Differential effects of the D1/S264V mutation in Photosystem II with either PsbA1 or PsbA3 on Q _B , non-heme Iron, and the associated hydrogen-bond network

The role of the D1/S264 residue and the role of its environment in the proton-coupled electron transfer reaction on the acceptor side of Photosystem II were investigated. To this end, D1/S264V mutants were constructed in the thermophilic cyanobacterium Thermosynechococcus elongatus , with D1 being either PsbA1 or PsbA3. The PSII mutants were investigated using EPR spectroscopy, thermoluminescence, (time-resolved) absorption changes measurements, and oximetry.
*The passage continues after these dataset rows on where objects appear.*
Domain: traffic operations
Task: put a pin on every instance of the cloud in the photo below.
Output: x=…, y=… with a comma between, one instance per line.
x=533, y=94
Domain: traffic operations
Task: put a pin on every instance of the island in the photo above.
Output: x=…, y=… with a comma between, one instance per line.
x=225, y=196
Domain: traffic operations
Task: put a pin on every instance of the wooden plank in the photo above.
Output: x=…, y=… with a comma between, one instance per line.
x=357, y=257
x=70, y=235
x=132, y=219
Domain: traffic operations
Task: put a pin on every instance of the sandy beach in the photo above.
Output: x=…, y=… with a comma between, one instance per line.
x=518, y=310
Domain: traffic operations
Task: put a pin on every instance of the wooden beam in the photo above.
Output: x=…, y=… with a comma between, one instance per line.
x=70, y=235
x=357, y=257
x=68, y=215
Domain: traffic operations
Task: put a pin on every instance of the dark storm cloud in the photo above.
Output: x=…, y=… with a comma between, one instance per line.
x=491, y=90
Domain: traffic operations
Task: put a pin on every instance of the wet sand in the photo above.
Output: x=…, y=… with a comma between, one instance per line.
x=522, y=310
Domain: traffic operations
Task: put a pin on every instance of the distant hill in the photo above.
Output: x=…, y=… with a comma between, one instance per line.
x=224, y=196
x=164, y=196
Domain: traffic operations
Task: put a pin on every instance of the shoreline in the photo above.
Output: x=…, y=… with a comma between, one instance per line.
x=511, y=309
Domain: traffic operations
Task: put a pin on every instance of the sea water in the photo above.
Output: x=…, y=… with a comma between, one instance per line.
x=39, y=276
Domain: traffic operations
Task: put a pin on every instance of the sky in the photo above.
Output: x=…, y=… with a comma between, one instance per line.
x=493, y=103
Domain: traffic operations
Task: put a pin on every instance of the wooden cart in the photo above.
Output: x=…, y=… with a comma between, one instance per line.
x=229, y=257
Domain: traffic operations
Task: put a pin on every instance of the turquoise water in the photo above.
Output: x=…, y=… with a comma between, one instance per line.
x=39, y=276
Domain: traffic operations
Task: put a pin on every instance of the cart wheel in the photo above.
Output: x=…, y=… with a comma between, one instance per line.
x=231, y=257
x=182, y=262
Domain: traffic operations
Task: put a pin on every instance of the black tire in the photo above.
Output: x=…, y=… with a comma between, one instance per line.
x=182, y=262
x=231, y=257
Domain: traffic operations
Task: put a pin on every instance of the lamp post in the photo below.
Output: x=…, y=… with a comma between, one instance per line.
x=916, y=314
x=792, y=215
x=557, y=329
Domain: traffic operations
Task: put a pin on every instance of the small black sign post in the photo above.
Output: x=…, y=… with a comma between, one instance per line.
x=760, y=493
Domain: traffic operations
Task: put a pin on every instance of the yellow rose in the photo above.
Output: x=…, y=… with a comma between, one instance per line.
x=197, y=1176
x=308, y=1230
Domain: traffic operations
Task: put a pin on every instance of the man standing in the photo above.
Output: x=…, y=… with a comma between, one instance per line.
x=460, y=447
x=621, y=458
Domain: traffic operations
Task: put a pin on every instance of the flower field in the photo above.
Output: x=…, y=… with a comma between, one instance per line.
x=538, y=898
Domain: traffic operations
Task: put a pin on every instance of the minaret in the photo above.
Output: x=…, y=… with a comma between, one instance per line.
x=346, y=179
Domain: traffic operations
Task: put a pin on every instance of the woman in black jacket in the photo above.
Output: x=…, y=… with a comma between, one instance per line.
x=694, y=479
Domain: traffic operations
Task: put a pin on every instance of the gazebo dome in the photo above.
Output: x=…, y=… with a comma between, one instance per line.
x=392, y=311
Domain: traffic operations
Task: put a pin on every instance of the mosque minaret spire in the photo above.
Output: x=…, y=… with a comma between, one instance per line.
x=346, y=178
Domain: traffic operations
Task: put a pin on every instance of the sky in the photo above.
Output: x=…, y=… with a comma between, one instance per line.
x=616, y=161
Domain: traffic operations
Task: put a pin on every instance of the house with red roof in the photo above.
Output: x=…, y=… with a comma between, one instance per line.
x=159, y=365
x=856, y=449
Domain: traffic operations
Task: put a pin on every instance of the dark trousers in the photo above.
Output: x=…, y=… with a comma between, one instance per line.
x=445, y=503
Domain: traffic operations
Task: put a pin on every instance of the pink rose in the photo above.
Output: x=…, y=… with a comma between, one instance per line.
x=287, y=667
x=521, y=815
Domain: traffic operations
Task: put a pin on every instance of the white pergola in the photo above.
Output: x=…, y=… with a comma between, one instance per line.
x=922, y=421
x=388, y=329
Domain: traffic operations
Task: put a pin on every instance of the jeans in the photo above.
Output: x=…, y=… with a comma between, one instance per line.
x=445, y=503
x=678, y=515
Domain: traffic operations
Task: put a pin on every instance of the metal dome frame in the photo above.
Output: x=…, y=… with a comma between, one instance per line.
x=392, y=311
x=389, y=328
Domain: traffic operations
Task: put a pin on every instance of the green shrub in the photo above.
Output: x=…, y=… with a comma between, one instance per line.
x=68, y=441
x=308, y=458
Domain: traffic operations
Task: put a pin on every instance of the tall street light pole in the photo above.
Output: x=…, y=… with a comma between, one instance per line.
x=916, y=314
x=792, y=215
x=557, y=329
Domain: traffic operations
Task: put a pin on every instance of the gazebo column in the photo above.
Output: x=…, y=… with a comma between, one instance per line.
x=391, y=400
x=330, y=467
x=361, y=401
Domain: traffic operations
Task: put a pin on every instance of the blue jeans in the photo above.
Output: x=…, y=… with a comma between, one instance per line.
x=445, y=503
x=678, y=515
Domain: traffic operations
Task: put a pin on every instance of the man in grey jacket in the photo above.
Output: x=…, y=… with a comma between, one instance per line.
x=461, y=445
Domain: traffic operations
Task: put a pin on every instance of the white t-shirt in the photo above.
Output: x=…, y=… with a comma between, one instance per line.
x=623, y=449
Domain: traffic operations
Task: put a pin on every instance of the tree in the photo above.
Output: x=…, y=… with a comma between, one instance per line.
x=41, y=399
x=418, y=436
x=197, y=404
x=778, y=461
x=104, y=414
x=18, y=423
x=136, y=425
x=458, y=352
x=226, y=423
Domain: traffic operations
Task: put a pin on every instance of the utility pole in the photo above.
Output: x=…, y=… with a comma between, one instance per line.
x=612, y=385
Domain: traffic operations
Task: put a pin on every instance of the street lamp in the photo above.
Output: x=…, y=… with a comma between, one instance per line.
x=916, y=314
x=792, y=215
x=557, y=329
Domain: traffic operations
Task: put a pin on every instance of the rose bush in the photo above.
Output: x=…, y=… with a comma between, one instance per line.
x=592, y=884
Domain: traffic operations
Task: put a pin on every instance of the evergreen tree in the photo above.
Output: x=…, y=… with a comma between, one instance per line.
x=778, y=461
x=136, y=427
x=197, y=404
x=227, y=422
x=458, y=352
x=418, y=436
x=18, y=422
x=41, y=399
While the mutation had minor effects in PsbA1-PSII, the S264V mutation in PsbA3-PSII had significant consequences: i ) thermoluminescence data show inefficient electron transfer from QA ^- to QB; ii ) re-oxidation of QA ^- was slowed, by at least a factor of 10; iii ) the herbicides inhibit weakly O2 evolution; iv ) no Fe ²⁺ QB ^- EPR signal was detected in dark-adapted PSII; instead, v ) a large Fe ³⁺ signal was present with vi ) modified EPR properties; vii ) no QA ^- Fe ²⁺ QB ^- biradical signal was observed after illumination at 198 K following a flash illumination, confirming the inefficient formation of QB ^- ; viii ) either no proton uptake coupled to non-heme iron reduction occurred or with a very slow rate compared to PsbA3-PSII; ix ) changes were noted in the electrochromic response associated with QA ^- formation; and x ) increased production of singlet oxygen, both with and without herbicides. The S264V mutation in PsbA3-PSII leads to a significant decrease in the energy gap between the QA ^- QB and QAQB ^- states. The effects listed above are discussed regarding the differences between PsbA1-PSII and PsbA3-PSII as those related to the sulfoquinovosyldiacylglycerol, the water molecules and the H-bond network.